The late 1790s found the two on opposite sides of the emerging two-party system. Abigail’s husband John had succeeded George Washington as president, and he was wrestling with political opposition at home and a brewing conflict with France abroad.
The first lady didn’t even have the right to vote, but she was an acute political observer and very much John’s political partner.
James Madison, meanwhile, was causing more than a little trouble for the Federalists in power. He and Thomas Jefferson were instrumental in the growth of the Democratic-Republicans, who rose to challenge the Federalist Party beginning in the mid-1790s, especially through their quiet support of like-minded newspaper editors.
The Democratic-Republicans were alarming to many because there had been high hopes that no party system would be necessary. Americans would elect virtuous leaders based on their leadership qualities and policy positions.
HA! That didn’t last very long. Even George Washington’s honeymoon finally ended in the last few years of his presidency. In his Farewell Address, he warned of the danger of faction, of political differences undermining our strength as a nation.
The alternate domination of one faction over another, sharpened by the spirit of revenge, natural to party dissension, which in different ages and countries has perpetrated the most horrid enormities, is itself a frightful despotism.
Both parties thought they reflected the will of the American people and the “true” vision of the Revolution. (Sound familiar?)
Could both be right?
John Adams signed the Alien and Sedition Acts in 1798 in an attempt to make the nation safer in a time of perceived danger. The Sedition Act criminalized criticism of the government, leading to the jailing of several newspaper editors.

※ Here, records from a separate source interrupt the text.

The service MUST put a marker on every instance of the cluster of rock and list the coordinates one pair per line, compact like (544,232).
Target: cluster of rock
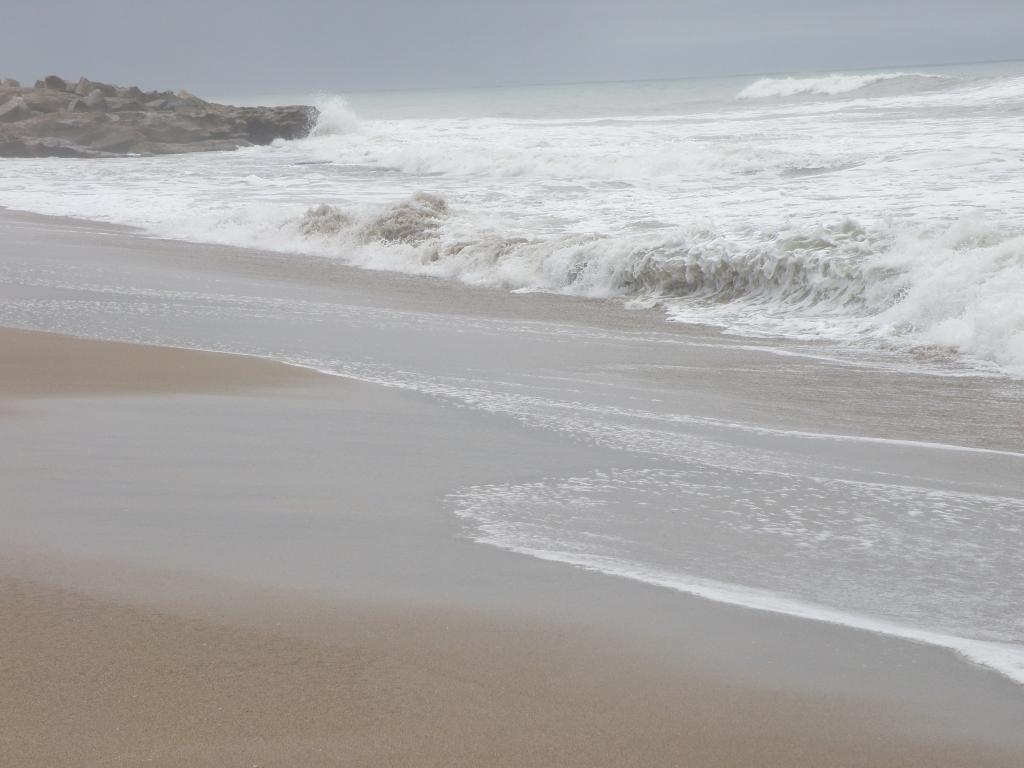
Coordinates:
(94,120)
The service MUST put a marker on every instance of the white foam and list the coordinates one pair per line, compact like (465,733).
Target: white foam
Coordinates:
(1006,658)
(827,85)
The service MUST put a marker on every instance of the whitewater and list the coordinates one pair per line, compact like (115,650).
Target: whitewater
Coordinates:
(882,210)
(877,218)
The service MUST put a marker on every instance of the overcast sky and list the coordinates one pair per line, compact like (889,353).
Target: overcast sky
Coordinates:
(259,46)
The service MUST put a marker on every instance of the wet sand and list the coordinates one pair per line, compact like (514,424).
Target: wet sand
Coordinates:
(107,662)
(210,559)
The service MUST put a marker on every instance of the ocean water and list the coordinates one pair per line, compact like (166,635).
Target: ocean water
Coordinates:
(879,209)
(879,212)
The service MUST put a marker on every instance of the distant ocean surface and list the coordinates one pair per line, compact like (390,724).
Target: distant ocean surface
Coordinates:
(880,209)
(875,216)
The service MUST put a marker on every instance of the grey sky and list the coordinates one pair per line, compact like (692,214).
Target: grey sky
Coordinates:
(258,46)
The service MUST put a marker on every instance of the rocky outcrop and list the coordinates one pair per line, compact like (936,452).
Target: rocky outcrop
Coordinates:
(87,119)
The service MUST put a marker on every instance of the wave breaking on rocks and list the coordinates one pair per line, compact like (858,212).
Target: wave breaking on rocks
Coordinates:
(55,118)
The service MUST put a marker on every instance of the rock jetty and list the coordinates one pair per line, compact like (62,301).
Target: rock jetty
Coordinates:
(86,119)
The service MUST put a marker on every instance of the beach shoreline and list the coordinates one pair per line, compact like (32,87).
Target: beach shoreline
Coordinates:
(429,648)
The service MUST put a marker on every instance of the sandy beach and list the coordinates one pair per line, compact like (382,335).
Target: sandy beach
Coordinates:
(213,559)
(107,664)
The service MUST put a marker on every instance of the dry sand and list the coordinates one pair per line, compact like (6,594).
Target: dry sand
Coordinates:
(37,365)
(95,681)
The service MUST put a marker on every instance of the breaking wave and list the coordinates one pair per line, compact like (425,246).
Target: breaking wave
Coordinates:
(828,85)
(334,118)
(947,291)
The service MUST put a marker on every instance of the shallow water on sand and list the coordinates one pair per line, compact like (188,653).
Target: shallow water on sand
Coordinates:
(778,475)
(877,209)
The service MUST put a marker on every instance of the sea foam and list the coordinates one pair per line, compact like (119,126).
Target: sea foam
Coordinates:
(827,85)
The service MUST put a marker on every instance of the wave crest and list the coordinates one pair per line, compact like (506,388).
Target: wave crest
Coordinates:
(334,118)
(954,289)
(827,85)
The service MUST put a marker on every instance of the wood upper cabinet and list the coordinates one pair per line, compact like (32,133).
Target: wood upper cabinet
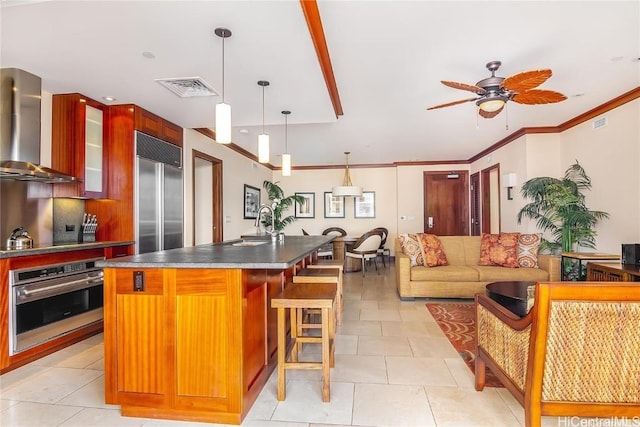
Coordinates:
(156,126)
(78,139)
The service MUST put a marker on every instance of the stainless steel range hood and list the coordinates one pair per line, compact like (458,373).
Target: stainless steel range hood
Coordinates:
(20,94)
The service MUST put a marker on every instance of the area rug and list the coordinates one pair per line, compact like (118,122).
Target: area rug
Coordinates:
(457,321)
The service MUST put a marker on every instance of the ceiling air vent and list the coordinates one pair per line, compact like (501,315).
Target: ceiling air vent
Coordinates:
(599,122)
(188,87)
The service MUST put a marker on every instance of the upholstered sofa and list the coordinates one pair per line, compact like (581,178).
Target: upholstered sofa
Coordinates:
(574,354)
(463,277)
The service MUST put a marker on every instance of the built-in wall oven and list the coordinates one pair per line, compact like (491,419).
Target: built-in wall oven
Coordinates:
(49,301)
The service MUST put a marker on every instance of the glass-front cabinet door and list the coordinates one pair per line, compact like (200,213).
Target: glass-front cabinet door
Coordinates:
(93,150)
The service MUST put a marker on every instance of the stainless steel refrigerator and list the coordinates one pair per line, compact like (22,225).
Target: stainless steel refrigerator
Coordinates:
(159,195)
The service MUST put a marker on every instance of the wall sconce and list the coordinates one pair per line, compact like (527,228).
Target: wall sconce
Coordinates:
(509,181)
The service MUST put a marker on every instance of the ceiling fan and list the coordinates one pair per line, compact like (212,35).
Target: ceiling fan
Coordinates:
(493,92)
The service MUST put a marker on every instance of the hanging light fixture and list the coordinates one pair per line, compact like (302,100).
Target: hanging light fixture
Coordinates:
(263,138)
(286,157)
(347,188)
(223,110)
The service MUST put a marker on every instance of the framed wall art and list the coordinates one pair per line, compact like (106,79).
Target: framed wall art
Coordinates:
(306,209)
(251,202)
(365,205)
(333,205)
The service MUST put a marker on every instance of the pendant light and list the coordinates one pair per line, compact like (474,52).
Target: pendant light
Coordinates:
(223,110)
(286,157)
(263,138)
(347,188)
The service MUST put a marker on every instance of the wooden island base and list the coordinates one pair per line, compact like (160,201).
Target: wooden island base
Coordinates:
(189,333)
(195,344)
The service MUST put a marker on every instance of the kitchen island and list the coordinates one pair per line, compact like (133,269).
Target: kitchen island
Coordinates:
(189,333)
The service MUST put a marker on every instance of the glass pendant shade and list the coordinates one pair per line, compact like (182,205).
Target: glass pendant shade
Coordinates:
(347,188)
(223,110)
(263,148)
(223,123)
(286,164)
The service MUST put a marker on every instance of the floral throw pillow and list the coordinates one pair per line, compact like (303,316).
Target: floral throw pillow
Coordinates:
(411,247)
(499,249)
(528,245)
(432,250)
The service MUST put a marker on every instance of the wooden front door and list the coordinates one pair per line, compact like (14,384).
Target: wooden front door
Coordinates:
(446,203)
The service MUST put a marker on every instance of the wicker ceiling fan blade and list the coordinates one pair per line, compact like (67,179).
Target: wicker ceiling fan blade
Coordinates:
(463,86)
(538,96)
(489,114)
(448,104)
(526,80)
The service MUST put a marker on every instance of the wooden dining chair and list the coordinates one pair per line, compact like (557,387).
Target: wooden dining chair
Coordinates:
(366,248)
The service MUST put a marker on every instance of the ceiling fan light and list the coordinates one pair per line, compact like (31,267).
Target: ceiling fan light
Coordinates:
(263,148)
(491,105)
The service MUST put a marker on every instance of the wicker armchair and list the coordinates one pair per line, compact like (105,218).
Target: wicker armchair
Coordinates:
(574,353)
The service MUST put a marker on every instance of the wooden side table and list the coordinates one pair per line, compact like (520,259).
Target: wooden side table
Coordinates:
(573,265)
(612,272)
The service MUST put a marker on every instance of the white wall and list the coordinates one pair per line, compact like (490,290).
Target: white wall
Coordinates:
(410,190)
(237,170)
(610,156)
(380,180)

The Alien Act gave the president the broad power to expel any foreigner deemed to be “dangerous to the peace and safety of the United States.” Suspicion of the loyalty or good intentions of immigrants precedes current debates.
While those two acts expired at the end of Adams’ presidency, the Alien Enemies Act, which allowed for the arrest or removal of people from nations at war with the United States, is still in force today. It was the basis for the internment of thousands of Japanese Americans during the Second World War.
At very least, James and Abigail’s conversation shows our struggle to reconcile competing values. What security measures are necessary in a time of national danger? What rights are we willing to sacrifice for safety?
What loyalty do we owe to a leader we oppose? Is trust and compromise possible, or is politics just about winning?
Whom do you side with, Mrs. Adams or Mr. Madison? Or (God forbid!) do you fall somewhere in the middle?